Disastrously, he was. “It’s a regular job,” he said, voicing his pride at being above the ranks of casual workers. In Anne’s view, a hopeless case.

“It’s a regular rotten job,” she retorted, but spoke more softly than her wont. “I’ve Sam to consider, Madge. You might live quiet, but Sam’s brother-in-law has got to make a better show of it than to be seen all over the place at the top of a ladder like a monkey on a stick. I’m not being hard on you, George Chappie, and I’ve nothing against you bar that you’re not good enough. You better yourself and you’ll do. Stay as you are, and Madge’ull do the same.”

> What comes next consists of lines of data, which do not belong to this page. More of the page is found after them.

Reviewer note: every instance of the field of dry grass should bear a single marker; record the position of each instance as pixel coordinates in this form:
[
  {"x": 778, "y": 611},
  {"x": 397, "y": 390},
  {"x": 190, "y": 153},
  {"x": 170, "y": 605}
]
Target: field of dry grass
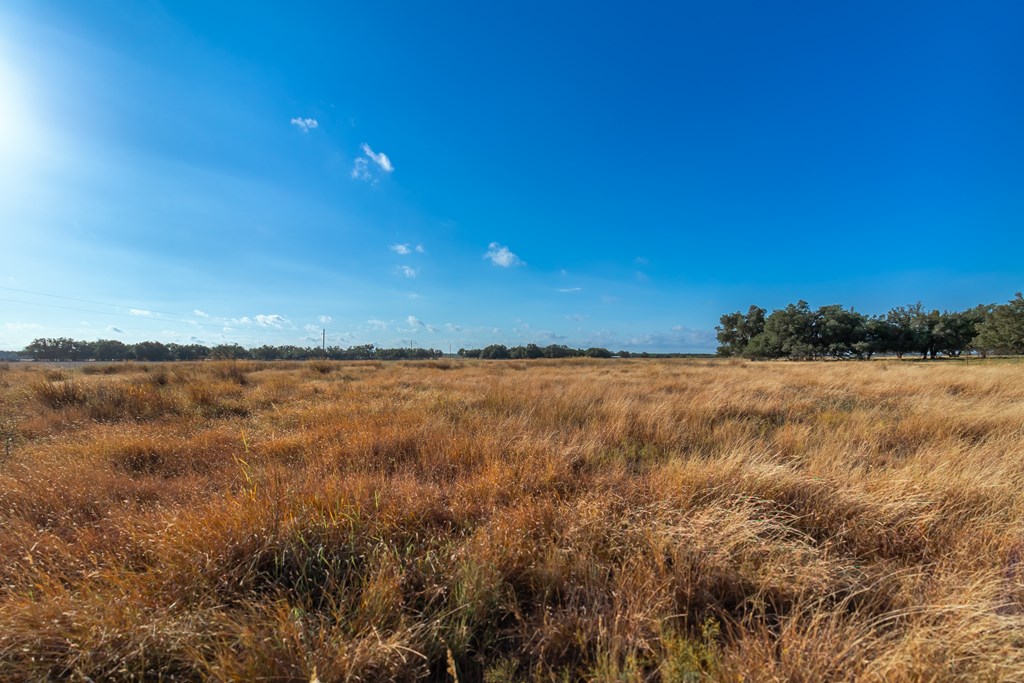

George opened his mouth to speak, but found that nothing came. It was a regular job, it satisfied his ambitions, and her objections were inexplicable. He had shot his bolt and, having no more to say, he went, relapsing to such invertebracy that when he found that Mrs. Whitehead had not added the other blanket to his bed he had nothing to say to her either, but spread a threadbare overcoat on the coverlet and shivered unhappily to sleep.


CHAPTER III—THE HELL-PIKE CLUB

TO a schoolboy of sixteen, love is an imbecile emotion, its victims harmless lunatics, and it is not to be supposed that Sam’s interest in the affair of Madge and George was based on intimate understanding. His conspiratorial action came rather as a lark: behind, perhaps, was the recognition that adults did habitually make fools of themselves in this way, that his loyalty in such a case was to Madge who was of his generation, and that Anne in obstructing their marriage was outrunning the constable in her demands for self-sacrifice on his behalf.

Larking, defined as enjoyable interference with other people for motives either benevolent or purely egotistic, was a weakness of Samuel Branstone, and the boy was father to the man. He did not agree with Anne that the marriage was inimical to his interests. True, George cleaned windows and balanced hardily at the top of swaying ladders, a precarious trade, but his own. Apparently it suited the Georgian temperament, and that funambulist would not wear a placard on his back proclaiming that he was brother-in law to Branstone of the Classical Fifth.

Branstone, who was going to rise in the world, would necessarily have poor relations, and it hardly mattered how poor. Indeed, the poorer they were the more cheaply he could afterwards play providence to them, since their standards would be low and their expectations small.

So it wasn’t a nice, impulsive lark, but coldblooded and calculated, which is almost as objectionable in a lark as organization in Charity. It is prudent good intentions that pave the way to Hell.